Darmin Janji Lindungi Pegawai BI yang Resah karena OJK

Darmin Janji Lindungi Pegawai BI yang Resah karena OJK

- detikFinance
Jumat, 04 Nov 2011 12:27 WIB
Darmin Janji Lindungi Pegawai BI yang Resah karena OJK
Jakarta - Gubernur Bank Indonesia (BI) Darmin Nasution berjanji akan melindungi kepentingan para pegawainya yang resah karena nasibnya tak jelas pasca disahkannya lembaga baru yaitu Otoritas Jasa keuangan (OJK).

Dalam pertemuan dengan karyawan pada 31 Oktober 2011 di Gedung BI, Darmin mengatakan, dirinya akan memberikan pilihan kepada para pegawai BI untuk tetap tinggal atau pindah ke OJK.

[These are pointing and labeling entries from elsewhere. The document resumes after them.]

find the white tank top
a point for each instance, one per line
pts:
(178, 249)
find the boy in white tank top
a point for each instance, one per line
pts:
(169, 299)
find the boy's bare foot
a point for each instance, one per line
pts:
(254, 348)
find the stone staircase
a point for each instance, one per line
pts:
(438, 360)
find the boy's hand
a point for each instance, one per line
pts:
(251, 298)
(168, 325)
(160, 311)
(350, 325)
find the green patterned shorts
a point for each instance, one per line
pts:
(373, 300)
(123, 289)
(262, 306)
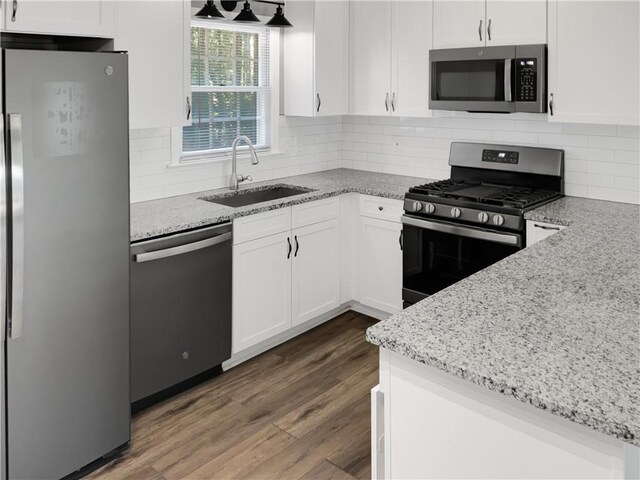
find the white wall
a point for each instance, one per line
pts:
(601, 161)
(318, 147)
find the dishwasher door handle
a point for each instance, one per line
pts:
(180, 249)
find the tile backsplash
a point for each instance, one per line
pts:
(601, 161)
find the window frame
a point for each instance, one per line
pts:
(180, 158)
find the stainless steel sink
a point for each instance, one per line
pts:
(256, 195)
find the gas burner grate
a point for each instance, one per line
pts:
(442, 187)
(518, 197)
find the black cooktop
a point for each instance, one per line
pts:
(486, 194)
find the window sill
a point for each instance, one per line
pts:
(205, 159)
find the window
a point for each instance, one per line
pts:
(231, 88)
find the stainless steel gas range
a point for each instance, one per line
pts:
(454, 228)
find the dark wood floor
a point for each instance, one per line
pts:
(300, 410)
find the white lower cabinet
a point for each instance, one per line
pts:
(316, 270)
(288, 276)
(537, 231)
(261, 290)
(380, 264)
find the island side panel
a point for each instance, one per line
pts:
(440, 426)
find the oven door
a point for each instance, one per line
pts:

"Saya atas nama Dewan Gubernur, mengatakan bahwa dalam proses peralihan baik saat pegawai ditugaskan, memilih untuk tetap di BI atau pindah ke OJK kami betul-betul akan melindungi kepentingan saudara. Tidak perlu risau anda akan dirugikan dalam proses itu," kata Darmin dalam bahan yang diterima detikFinance, Jumat (4/11/2011).

SCROLL TO CONTINUE WITH CONTENT

Darmin mengatakan, sampai saat ini pihaknya belum menentukan pegawai apa saja yang akan ditawarkan untuk pindah ke OJK.

Namun yang pasti bagian pengawasan perbankan akan ditawari pindah karena memang fungsi pengawasan perbankan BI akan dialihkan kepada OJK.

Dalam kesempatan itu, Darmin mengatakan pembentukan OJK bukan solusi yang lebih baik dari situasi sekarang ini. Menurutnya BI meminta OJK harusnya di bawah koordinasi BI.

"Bagaimana struktur BI setelah OJK lahir? Beberapa waktu ke depan Dewan Gubernur akan melakukan retreat untuk merumuskan fungsi-fungsi BI terkait sektor-sektor keuangan secara keseluruhan. Secara umum sudah ditetapkan bahwa BI tetap dapat mengawasi dan memeriksa bank sesuai dengan kepentingan pelaksanaan fungsi-fungsi BI," tutur Darmin.

Seperti diketahui, saat ini muncul kegelisahan di kalangan pegawai BI terkait dengan pembentukan OJK. Karena lembaga baru ini mengambil alih fungsi pengawasan perbankan dari BI dan ada rencana pengawas bank di BI akan dipindahkan ke OJK. Ini membuat pegawai BI resah karena merasa karir mereka menjadi tidak jelas di OJK nanti.